Com a conclusão das Caravanas Exploratórias, desenvolvidas em todas as regiões do município, foi promovida a mobilização social e os projetos de intervenção. A primeira consistiu na realização de assembleias com a participação dos técnicos das diversas secretarias, conselheiros municipais e da população em geral, para organizar os dados coletados e eleger as prioridades. Nesta etapa, foram eleitas Comissões Populares, que têm a função de acompanhar a execução dos projetos eleitos, que atualmente estão no início da fase de execução.

Tião Rocha

Formado em Bacharelado e Licenciatura em História pela PUC (MG), em 1974, Tião Rocha é mestre e doutor em Antropologia Cultural pela UNB e Museu Nacional (RJ), respectivamente e tem seu segundo mestrado em Cultura Popular e Folclore. Ele é considerado um dos melhores educadores populares do Brasil.

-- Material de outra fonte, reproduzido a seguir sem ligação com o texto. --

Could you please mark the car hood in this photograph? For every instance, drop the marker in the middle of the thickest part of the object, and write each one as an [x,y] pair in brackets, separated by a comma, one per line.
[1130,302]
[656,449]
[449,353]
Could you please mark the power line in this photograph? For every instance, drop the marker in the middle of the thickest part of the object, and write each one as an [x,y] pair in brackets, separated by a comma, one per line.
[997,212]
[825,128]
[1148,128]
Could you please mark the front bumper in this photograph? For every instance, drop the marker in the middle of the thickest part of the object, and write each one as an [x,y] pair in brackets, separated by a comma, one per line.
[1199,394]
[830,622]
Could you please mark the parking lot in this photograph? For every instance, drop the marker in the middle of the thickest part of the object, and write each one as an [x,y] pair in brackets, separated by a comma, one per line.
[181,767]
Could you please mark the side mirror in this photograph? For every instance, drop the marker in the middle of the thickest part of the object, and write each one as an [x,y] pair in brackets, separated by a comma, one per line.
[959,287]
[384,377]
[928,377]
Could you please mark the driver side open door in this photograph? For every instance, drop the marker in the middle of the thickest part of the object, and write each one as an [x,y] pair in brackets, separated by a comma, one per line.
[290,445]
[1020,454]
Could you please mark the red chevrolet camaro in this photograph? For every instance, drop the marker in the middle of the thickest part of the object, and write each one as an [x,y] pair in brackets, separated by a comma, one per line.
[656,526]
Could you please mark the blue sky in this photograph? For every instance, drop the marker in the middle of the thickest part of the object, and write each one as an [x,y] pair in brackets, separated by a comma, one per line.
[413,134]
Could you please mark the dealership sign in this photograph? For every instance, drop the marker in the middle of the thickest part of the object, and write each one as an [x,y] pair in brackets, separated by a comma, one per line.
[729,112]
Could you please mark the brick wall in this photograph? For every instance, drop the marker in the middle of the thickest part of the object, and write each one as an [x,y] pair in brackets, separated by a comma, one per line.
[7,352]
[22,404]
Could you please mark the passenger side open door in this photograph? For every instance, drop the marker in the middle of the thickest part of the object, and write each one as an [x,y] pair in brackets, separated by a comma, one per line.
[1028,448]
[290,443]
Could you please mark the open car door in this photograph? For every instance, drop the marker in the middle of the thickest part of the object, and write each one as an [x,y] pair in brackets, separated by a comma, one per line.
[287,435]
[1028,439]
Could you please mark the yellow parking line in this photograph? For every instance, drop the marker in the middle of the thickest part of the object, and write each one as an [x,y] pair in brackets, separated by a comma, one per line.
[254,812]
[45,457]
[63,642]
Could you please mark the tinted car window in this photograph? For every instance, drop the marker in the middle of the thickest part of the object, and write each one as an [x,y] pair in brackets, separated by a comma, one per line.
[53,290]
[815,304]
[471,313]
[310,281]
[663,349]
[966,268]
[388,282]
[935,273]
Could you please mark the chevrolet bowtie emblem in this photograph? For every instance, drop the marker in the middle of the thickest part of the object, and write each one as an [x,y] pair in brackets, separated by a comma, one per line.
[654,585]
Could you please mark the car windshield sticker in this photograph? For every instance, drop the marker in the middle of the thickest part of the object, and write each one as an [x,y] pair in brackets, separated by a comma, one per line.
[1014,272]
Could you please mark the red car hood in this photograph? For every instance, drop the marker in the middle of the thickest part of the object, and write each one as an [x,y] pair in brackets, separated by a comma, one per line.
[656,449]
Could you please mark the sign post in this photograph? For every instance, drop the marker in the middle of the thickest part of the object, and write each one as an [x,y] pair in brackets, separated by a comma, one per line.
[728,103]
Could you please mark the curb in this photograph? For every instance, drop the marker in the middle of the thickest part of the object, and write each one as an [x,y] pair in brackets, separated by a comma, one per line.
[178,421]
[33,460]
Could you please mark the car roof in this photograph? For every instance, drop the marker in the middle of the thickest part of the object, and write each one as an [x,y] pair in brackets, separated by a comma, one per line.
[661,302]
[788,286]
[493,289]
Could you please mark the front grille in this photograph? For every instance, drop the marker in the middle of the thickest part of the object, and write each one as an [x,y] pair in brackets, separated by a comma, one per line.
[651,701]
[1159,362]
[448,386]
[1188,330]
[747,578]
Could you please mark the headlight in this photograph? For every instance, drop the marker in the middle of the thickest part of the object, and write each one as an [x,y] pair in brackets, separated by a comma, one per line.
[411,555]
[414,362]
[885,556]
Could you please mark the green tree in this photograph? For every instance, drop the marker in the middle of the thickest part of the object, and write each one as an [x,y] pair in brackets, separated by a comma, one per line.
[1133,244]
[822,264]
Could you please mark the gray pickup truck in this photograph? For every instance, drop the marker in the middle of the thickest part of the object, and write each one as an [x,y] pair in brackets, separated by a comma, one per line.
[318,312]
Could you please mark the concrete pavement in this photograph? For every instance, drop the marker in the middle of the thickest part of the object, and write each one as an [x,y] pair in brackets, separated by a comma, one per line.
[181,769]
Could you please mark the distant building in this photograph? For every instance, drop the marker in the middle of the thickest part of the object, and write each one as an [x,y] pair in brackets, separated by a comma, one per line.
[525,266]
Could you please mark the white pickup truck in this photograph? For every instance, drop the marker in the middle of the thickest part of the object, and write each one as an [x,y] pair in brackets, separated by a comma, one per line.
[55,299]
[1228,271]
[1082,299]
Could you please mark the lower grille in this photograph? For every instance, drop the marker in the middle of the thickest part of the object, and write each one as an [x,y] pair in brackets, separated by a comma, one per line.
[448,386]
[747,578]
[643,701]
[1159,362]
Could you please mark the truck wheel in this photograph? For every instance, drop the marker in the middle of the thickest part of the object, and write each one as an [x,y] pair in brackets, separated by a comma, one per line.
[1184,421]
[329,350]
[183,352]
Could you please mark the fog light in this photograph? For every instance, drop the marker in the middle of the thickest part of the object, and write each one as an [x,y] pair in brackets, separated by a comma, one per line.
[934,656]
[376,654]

Atualmente ele é presidente do Centro Popular de Cultura e Desenvolvimento e do Banco de Êxitos,a lém de ser considerado Líder Social do Brasil. Membro de diversas associações e entidades nacionais e internacionais, como a Aideca (Asociación Iberoamericana de Desarrollo de Artesanias / Espanha)  e a Associação Brasileira de Antropologia,  Tião foi professor universitário em diversas instituições brasileiras e também secretário municipal de Educação em Araçuaí, no Vale do Jequitinhonha (MG).

É ex-consultor do programa Petrobras de Cultura e tem dezenas de livros publicados, entre eles “Sabores & Cores das Minas Gerais”, “Calendário Folclórico Brasileiro”, publicado pelo INIDEF, Venezuela, além de artigos e reportagens sobre a cultura brasileira e seu regionalismo entre outros temas.